Am nächsten Morgen flog ich ziemlich zerstreut nach Hongkong zurück. Die nächsten beiden Wochen wurden zu einer nervenzerreißenden Hängepartie. Die Stadt kam mir plötzlich noch enger, verbauter und übervölkerter vor als zuvor. Die schlechte Luft verstärkte meine Platzangst und der Druck im Job erzeugte ein Gefühl, als würde ich auf schwankendem Grund laufen.
Die Spannung, ob ich nun meinen Job verlieren würde oder nicht, löste sich erst auf, als unangekündigt eine Delegation aus der Nachbarregion Singapur bei uns auftauchte. Sie wurde angeführt vom „neuen starken Mann“ in Asien. Den hatte man offenbar am Vortag, ohne dass es bisher offiziell verkündet worden war, zum Chef von Gesamtasien ernannt. Seine erste Amtshandlung war es, nach Hongkong zu reisen und meinen Chef, den älteren Herrn und bisherigen Leiter von Greater China zu entlassen. Ich fing mir an diesem Tag eine Rüge für mein Verhalten ein, die jedoch mit einem Augenzwinkern ausgesprochen wurde. Meine Lagebeurteilung war offenbar doch auf offene Ohren gestoßen. Das war auch der Grund, warum mich das Unternehmen nach meinen Fauxpas nicht fallen ließ. In der Folge bot man mir eine Beförderung und die Rückkehr in die komplett reorganisierte Basler Zentrale an, die ich dankbar annahm. Sehr zum Bedauern meiner Frau, die sich in Hongkong pudelwohl gefühlt hatte, packten wir nach siebzehn Monaten im Juni 1996 wieder unsere Siebensachen und kehrten nach Europa zurück.

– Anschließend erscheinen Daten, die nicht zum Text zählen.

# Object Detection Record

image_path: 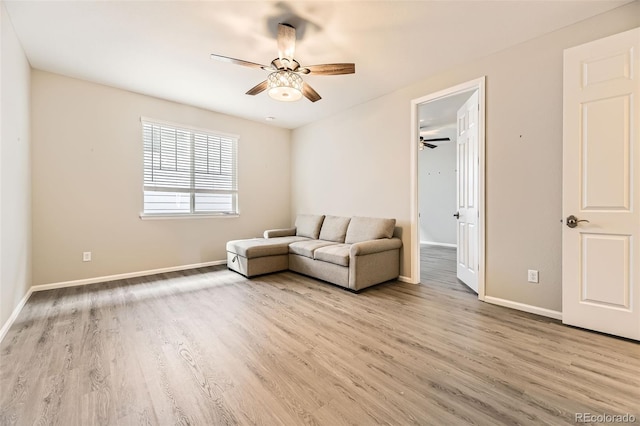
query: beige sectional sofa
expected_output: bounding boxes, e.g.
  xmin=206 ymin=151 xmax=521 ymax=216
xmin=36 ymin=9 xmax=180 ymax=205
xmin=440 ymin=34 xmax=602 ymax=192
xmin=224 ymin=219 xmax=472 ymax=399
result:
xmin=227 ymin=214 xmax=402 ymax=291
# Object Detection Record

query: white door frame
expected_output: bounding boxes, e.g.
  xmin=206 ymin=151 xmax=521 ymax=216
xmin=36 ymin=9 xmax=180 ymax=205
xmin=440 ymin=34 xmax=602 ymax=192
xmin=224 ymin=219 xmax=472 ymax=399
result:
xmin=409 ymin=76 xmax=485 ymax=300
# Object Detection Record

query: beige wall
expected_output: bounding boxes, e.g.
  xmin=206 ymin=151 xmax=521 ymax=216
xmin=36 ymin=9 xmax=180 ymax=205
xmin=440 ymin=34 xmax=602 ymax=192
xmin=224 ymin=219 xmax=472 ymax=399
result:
xmin=292 ymin=1 xmax=640 ymax=311
xmin=418 ymin=141 xmax=458 ymax=245
xmin=32 ymin=70 xmax=290 ymax=285
xmin=0 ymin=3 xmax=31 ymax=328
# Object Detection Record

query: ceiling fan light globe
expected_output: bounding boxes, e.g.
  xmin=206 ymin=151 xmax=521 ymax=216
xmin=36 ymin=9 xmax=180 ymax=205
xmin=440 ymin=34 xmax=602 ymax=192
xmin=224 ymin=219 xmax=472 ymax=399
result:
xmin=267 ymin=70 xmax=304 ymax=102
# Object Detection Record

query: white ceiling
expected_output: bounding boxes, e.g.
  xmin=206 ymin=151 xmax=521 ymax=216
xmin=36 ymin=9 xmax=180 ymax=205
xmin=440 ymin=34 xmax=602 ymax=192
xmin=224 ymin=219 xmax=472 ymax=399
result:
xmin=4 ymin=0 xmax=629 ymax=128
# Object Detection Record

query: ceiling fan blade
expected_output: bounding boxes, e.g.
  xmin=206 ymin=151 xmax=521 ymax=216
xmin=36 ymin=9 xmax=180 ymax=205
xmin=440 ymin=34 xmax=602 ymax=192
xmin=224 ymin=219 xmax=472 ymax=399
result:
xmin=302 ymin=82 xmax=322 ymax=102
xmin=420 ymin=137 xmax=451 ymax=142
xmin=278 ymin=24 xmax=296 ymax=62
xmin=298 ymin=64 xmax=356 ymax=75
xmin=211 ymin=53 xmax=272 ymax=70
xmin=242 ymin=80 xmax=268 ymax=96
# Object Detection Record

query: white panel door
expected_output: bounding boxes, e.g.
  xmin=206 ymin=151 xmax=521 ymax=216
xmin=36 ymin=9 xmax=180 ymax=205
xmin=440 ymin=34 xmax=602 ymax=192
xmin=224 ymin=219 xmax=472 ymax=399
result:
xmin=562 ymin=28 xmax=640 ymax=340
xmin=456 ymin=91 xmax=479 ymax=293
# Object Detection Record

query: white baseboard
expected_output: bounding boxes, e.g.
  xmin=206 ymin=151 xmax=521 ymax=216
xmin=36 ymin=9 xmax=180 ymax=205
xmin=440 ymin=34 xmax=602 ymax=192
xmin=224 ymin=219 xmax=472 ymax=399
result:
xmin=484 ymin=296 xmax=562 ymax=321
xmin=0 ymin=288 xmax=33 ymax=343
xmin=31 ymin=260 xmax=227 ymax=292
xmin=420 ymin=241 xmax=458 ymax=248
xmin=0 ymin=260 xmax=227 ymax=342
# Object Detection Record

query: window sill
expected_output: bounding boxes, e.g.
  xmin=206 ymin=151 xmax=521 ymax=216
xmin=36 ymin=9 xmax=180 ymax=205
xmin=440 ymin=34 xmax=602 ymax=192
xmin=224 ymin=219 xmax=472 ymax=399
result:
xmin=140 ymin=213 xmax=240 ymax=220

Im Rückblick war dieses Hongkonger Abenteuer für mich eine der wichtigsten Lernerfahrungen meines Lebens. Ich gewann dadurch an Reife und Statur, was mich trotzdem nicht davor bewahrte, noch in etliche Fettnäpfchen zu treten. Im nächsten Karriereschritt konnte ich das in Hongkong gelernte jedoch voll ausspielen und es lagen sechs tolle und hochproduktive Jahre vor mir.